Im Laufe ihrer "Homage to Clara" ist Yaara Tal auch mit ihrem langjährigen Klavierduo-Partner Andreas Groethuysen zu hören, in den "Variationen über ein Thema von Robert Schumann" für Klavier zu vier Händen, die Brahms 1861 Julie Schumann gewidmet hat.

hr2-kultur: Love – mit einem großen Fragezeichen, heißt ihre Hommage an Clara Schumann. Warum das Fragezeichen?

Yaara Tal: Clara Schumann steht im Mittelpunkt dieses Liebesgeflechts. [...] Und um dieses Geflecht ging es mir. Und wenn der Titel einfach so "Liebe" wäre [...] wäre das so affirmativ "ja, ok, es geht um die Liebe", aber die Liebe mit Fragezeichen sagt "aha, ist das eine Liebe? Oder in dem Fall war das eine Liebe? Oder was für eine Liebe war das?" Und das ist die Frage, die mich interessiert, nicht nur auf dieser CD, sondern überhaupt im Leben.

Auf der CD gibt es Komponistennamen, die man kennt. Clara Schumann selbst, natürlich, und Johannes Brahms. Aber Julie von Webenau kennen die meisten vielleicht nicht. Wer ist sie? Warum ist sie auf dieser CD?

Tal: Julie von Webenau war selbst eine Komponistin und Pianistin. [...] Op. 25 von ihr ist Robert Schumann gewidmet und das hat mich interessiert. 1838/ 39... in der Zeit war er eigentlich schon mit der Clara liiert oder sogar heimlich verlobt.
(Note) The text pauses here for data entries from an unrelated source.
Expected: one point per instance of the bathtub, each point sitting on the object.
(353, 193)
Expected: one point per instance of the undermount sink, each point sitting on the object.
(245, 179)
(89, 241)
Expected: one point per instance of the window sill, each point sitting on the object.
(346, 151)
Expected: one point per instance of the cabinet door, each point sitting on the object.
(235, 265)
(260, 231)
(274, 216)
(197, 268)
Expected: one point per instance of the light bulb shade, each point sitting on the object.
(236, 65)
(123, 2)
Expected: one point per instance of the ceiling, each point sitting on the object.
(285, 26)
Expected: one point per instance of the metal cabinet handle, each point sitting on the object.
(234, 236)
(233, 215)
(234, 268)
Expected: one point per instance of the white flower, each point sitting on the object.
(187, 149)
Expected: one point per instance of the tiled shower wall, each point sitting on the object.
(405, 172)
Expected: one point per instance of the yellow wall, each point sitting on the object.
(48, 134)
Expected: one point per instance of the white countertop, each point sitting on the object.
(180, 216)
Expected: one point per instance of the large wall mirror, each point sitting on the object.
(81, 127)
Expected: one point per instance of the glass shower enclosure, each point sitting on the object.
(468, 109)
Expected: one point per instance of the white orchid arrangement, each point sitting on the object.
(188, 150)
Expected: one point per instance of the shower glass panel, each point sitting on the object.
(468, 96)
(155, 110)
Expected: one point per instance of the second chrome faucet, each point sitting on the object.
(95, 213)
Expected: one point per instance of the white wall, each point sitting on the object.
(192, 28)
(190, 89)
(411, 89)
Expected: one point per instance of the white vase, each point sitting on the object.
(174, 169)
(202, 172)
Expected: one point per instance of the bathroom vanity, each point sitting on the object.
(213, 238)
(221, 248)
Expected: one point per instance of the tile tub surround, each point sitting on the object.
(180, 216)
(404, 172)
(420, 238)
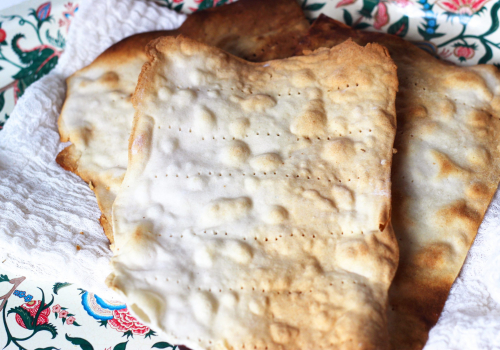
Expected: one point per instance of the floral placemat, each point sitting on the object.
(48, 315)
(32, 37)
(57, 315)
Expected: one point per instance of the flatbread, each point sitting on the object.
(97, 114)
(444, 175)
(255, 210)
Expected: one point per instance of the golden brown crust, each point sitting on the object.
(440, 195)
(250, 29)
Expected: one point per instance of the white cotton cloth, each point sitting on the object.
(471, 316)
(43, 208)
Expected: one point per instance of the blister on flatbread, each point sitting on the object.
(255, 211)
(444, 174)
(97, 113)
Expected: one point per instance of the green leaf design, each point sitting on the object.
(361, 25)
(368, 7)
(47, 327)
(121, 346)
(494, 19)
(347, 18)
(84, 345)
(28, 75)
(488, 55)
(25, 316)
(60, 42)
(400, 27)
(314, 7)
(162, 345)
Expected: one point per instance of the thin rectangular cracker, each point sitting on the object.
(255, 209)
(97, 113)
(444, 174)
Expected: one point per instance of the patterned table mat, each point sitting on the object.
(33, 36)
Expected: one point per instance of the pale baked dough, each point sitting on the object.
(97, 113)
(255, 211)
(444, 175)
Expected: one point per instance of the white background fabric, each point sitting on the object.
(43, 208)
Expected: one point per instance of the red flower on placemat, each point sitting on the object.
(123, 321)
(463, 9)
(32, 307)
(344, 3)
(70, 320)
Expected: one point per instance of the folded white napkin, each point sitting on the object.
(44, 209)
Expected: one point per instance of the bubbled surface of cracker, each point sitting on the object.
(444, 174)
(97, 113)
(255, 209)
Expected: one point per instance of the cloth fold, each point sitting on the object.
(49, 225)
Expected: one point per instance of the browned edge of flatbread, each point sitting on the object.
(250, 29)
(416, 301)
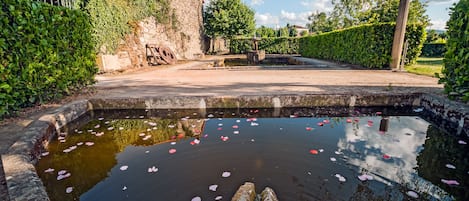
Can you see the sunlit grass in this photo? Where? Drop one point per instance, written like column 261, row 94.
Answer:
column 426, row 66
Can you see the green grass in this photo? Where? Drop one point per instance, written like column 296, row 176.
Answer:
column 426, row 66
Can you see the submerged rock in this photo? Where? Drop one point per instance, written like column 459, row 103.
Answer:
column 246, row 192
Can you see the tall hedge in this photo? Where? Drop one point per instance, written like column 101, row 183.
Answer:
column 434, row 49
column 366, row 45
column 270, row 45
column 45, row 52
column 456, row 62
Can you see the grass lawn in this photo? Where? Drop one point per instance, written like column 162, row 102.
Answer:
column 426, row 66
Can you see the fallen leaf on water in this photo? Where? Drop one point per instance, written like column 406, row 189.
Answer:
column 213, row 187
column 412, row 194
column 450, row 166
column 450, row 182
column 226, row 174
column 172, row 151
column 69, row 189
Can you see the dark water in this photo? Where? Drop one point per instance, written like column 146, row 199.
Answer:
column 408, row 154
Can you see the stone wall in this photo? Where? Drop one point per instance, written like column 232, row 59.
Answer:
column 185, row 38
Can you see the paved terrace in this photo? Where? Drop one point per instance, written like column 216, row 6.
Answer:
column 199, row 78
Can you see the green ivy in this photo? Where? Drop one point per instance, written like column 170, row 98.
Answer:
column 113, row 19
column 45, row 52
column 456, row 62
column 366, row 45
column 270, row 45
column 434, row 49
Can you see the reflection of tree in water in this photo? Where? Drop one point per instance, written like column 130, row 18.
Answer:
column 89, row 165
column 441, row 149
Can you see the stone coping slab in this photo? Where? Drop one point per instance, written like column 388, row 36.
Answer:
column 23, row 181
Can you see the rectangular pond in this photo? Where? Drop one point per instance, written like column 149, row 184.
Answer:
column 302, row 153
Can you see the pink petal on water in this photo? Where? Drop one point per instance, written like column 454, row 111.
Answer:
column 412, row 194
column 213, row 187
column 172, row 151
column 49, row 170
column 450, row 166
column 226, row 174
column 362, row 178
column 69, row 189
column 450, row 182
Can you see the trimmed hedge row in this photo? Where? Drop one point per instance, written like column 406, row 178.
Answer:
column 270, row 45
column 366, row 45
column 45, row 51
column 434, row 49
column 456, row 69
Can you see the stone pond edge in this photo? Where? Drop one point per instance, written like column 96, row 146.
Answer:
column 24, row 183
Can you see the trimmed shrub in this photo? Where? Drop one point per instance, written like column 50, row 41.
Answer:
column 45, row 52
column 270, row 45
column 366, row 45
column 456, row 62
column 434, row 49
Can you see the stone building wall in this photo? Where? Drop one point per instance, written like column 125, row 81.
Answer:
column 185, row 38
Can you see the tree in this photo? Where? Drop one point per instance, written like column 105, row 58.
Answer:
column 264, row 32
column 228, row 18
column 348, row 13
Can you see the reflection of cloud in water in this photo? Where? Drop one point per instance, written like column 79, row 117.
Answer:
column 365, row 146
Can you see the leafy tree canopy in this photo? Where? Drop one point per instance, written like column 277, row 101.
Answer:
column 228, row 18
column 347, row 13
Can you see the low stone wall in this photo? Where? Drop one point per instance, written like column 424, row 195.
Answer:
column 24, row 183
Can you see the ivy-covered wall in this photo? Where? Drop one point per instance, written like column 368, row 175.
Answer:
column 456, row 69
column 45, row 52
column 366, row 45
column 270, row 45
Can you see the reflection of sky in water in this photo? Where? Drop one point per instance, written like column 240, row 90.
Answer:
column 365, row 147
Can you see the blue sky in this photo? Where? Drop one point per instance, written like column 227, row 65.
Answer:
column 274, row 13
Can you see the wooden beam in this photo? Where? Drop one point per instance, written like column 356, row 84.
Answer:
column 399, row 34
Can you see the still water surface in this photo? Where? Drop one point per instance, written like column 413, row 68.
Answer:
column 302, row 156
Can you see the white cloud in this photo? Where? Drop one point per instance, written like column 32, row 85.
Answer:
column 318, row 5
column 266, row 19
column 294, row 18
column 257, row 2
column 438, row 24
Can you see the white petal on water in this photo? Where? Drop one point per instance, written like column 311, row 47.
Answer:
column 226, row 174
column 412, row 194
column 49, row 170
column 196, row 199
column 213, row 187
column 450, row 166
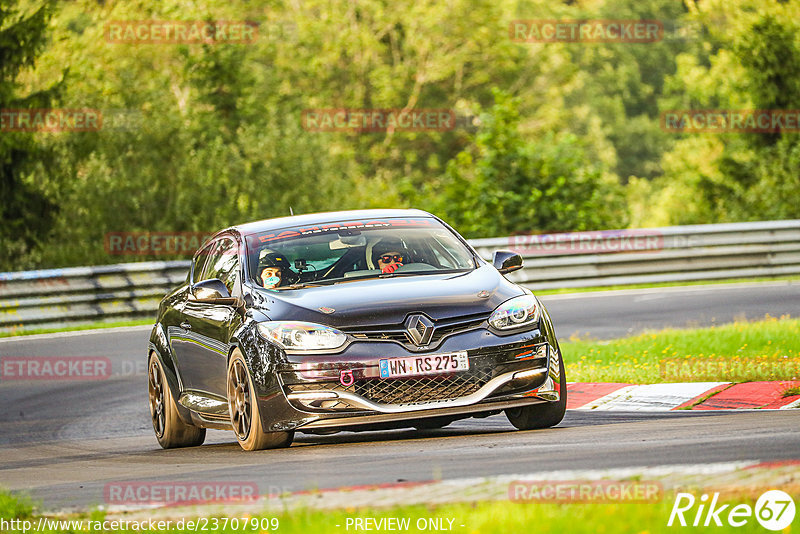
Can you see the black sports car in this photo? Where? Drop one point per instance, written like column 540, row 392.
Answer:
column 356, row 320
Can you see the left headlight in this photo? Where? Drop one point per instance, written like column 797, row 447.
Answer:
column 515, row 313
column 296, row 335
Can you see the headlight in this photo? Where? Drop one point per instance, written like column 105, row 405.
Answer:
column 514, row 313
column 302, row 336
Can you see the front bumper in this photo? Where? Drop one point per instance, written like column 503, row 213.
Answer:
column 345, row 391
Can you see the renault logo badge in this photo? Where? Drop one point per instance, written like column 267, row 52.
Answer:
column 420, row 329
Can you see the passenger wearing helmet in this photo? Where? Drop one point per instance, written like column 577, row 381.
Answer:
column 389, row 254
column 274, row 270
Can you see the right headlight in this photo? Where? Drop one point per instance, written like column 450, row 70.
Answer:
column 298, row 335
column 515, row 313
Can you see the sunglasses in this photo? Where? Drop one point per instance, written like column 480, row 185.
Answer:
column 386, row 258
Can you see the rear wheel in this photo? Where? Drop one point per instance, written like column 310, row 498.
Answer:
column 170, row 431
column 542, row 415
column 245, row 412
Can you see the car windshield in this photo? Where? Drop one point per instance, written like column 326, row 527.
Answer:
column 344, row 251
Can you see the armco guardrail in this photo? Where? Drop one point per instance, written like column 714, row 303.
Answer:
column 73, row 296
column 667, row 254
column 55, row 298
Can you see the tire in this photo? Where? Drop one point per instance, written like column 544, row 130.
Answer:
column 170, row 430
column 245, row 412
column 542, row 415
Und dann hab ich gesucht, in den Tagebüchern von Schumann, wollte gucken, ob diese Webenau erwähnt ist und tatsächlich schreibt er: "Die Webenau liebt mich."

Hört man Stücke von Clara Schumann, ist man schnell geneigt zu sagen, dass es Ähnlichkeiten mit der Musik Robert Schumanns gibt. Trifft das so zu?
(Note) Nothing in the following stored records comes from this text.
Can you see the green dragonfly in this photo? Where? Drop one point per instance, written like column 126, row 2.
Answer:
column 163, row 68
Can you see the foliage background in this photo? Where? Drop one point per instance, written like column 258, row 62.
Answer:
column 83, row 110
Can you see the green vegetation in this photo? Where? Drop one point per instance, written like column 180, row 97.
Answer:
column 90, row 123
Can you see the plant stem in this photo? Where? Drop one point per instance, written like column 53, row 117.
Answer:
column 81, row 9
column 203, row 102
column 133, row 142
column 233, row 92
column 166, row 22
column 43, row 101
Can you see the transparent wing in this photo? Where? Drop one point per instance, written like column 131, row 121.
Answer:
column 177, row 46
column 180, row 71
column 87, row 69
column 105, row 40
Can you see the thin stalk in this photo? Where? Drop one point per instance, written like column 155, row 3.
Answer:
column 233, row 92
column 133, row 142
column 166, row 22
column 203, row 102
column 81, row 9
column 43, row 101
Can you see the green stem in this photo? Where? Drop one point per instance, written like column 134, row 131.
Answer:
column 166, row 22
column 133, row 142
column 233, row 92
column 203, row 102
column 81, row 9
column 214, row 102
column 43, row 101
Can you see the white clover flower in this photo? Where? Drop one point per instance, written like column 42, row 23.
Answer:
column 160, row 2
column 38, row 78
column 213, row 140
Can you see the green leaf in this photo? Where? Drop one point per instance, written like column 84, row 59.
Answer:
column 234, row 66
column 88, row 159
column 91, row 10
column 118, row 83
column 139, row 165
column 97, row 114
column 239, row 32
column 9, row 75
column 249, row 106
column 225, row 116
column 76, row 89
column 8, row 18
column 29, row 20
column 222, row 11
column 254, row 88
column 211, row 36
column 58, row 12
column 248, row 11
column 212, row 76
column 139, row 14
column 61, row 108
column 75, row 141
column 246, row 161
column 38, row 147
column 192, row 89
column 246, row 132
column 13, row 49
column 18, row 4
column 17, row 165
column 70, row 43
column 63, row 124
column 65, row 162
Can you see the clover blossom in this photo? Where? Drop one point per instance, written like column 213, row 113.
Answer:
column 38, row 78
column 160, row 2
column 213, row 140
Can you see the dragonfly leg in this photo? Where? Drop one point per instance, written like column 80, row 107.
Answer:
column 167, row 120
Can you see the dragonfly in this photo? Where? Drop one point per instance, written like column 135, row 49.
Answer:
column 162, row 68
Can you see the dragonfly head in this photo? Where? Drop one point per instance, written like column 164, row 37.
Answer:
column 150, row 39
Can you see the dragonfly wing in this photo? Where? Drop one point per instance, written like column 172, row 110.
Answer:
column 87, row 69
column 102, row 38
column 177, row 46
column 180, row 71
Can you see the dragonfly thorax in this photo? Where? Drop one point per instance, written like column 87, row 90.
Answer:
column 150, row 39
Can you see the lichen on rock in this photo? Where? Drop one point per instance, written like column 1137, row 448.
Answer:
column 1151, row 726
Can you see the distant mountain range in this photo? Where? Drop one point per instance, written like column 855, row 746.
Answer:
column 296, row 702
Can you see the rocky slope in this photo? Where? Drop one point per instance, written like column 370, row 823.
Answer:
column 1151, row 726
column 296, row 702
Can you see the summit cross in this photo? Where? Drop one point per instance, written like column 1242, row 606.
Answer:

Tal: Ich glaube, es wird wahnsinnig schwer [...] zu schauen, wer hat auf wen Einfluss genommen. Sie war aber eine sehr eigenständige junge Frau und sie wusste schon, was sie konnte. [...] Sie hat eine sehr eigenständige Sprache, sie ist zum Teil sehr modern, weil sie die Phrasen zum Beispiel wahnsinnig verkürzt. [...] Das ist eigentlich eine Komponierweise, die erst viel viel später Einzug genommen hat.